At Ozora, we've done a substantial amount of work in building an Entity database, that is fed by data pipelines from various sources such as WikiPedia (people, companies, places), IMDB (movie and TV), and the FDA (drug names). Our Entity Management system pulls the data from these sources, and then formats and post-processes it into a consistent, useable form. The technology depends partly on smart heuristics and automation, and partly on efficient human curation tools.
The Ozora system also has different components that understand the micro-grammar associated with different types of Entities (people, company, place, etc). For example, the system knows that the word "California" is often abbreviated as "Calif." This enables the system to resolve different string forms to the same Entity.
Lexical Knowledge
A crucial part of good text analysis is lexical knowledge: information about words. For example, one important aspect of English text is morphology, the process by which words are transformed using suffixes or prefixes.
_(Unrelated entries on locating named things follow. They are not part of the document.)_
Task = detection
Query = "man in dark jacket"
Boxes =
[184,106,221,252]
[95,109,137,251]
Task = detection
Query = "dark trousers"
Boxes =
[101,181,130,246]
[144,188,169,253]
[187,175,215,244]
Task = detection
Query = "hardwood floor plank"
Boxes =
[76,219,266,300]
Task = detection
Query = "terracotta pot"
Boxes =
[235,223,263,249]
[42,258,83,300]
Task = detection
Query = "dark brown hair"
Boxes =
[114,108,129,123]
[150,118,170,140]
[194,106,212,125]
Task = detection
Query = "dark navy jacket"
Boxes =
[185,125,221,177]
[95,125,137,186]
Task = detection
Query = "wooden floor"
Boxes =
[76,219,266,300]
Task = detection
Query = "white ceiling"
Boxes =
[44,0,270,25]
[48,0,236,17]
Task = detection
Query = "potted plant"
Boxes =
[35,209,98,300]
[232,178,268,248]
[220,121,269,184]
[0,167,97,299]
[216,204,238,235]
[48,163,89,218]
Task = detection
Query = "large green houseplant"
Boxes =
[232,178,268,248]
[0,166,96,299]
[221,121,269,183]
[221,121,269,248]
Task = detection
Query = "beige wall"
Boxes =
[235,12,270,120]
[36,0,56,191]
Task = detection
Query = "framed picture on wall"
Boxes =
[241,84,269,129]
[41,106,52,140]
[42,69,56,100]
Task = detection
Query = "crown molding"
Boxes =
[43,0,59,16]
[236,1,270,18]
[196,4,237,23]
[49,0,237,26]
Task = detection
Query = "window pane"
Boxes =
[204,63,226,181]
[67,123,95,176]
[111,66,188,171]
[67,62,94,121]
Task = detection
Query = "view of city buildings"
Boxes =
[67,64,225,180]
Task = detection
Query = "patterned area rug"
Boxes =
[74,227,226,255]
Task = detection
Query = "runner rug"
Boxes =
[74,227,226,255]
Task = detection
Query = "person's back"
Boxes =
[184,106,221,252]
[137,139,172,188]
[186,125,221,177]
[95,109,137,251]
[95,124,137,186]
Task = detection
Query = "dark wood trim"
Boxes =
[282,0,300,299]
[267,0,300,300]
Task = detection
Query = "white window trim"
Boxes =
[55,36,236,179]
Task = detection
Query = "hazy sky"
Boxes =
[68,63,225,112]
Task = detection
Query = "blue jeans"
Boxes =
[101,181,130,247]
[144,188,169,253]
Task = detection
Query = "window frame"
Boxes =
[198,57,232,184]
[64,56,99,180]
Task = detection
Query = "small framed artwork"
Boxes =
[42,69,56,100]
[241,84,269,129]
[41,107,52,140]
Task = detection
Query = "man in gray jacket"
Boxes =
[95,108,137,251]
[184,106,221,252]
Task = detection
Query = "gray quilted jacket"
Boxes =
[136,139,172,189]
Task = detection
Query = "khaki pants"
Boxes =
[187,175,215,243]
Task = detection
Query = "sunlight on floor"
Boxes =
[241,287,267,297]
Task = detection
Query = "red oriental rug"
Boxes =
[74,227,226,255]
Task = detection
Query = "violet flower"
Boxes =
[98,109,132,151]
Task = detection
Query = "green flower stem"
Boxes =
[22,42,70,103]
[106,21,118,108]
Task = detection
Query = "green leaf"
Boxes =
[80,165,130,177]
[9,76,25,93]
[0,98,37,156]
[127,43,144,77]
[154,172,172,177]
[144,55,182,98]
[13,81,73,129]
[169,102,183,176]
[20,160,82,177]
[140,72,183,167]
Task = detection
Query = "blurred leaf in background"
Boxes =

The word "unoperationalizable" is formed from the root word "operate" by applying a prefix and four suffixes (-ion, -al, -ize, -able). The Ozora system knows this, and can conclude that the word is an adjective, since the -able suffix is used to create adjectives from verbs. The system also knows about alternate spellings, so it knows that the string "recognisable" is just a variant of "recognizable".
Another important type of lexical knowledge is argument structure. The argument structure of a word is a description of the types of grammatical substructures to which it can connect. In contrast to simple verbs such as "eat" and "run", the verb "persuade" has a special property that allows it to attach to a that-complement:
- I persuaded him that the opportunity was real.
Linguists often talk about argument structure in relation to verbs, but it is also relevant to nouns and adjectives. For example, words like "right" or "decision" can take an infinitive complements:
- Immigrants demanded the right to vote.
- The decision to fire the company president was made too hastily.
Obviously, knowledge of argument structure can be very useful in parsing. The Ozora system makes use of this kind of knowledge to improve parsing accuracy.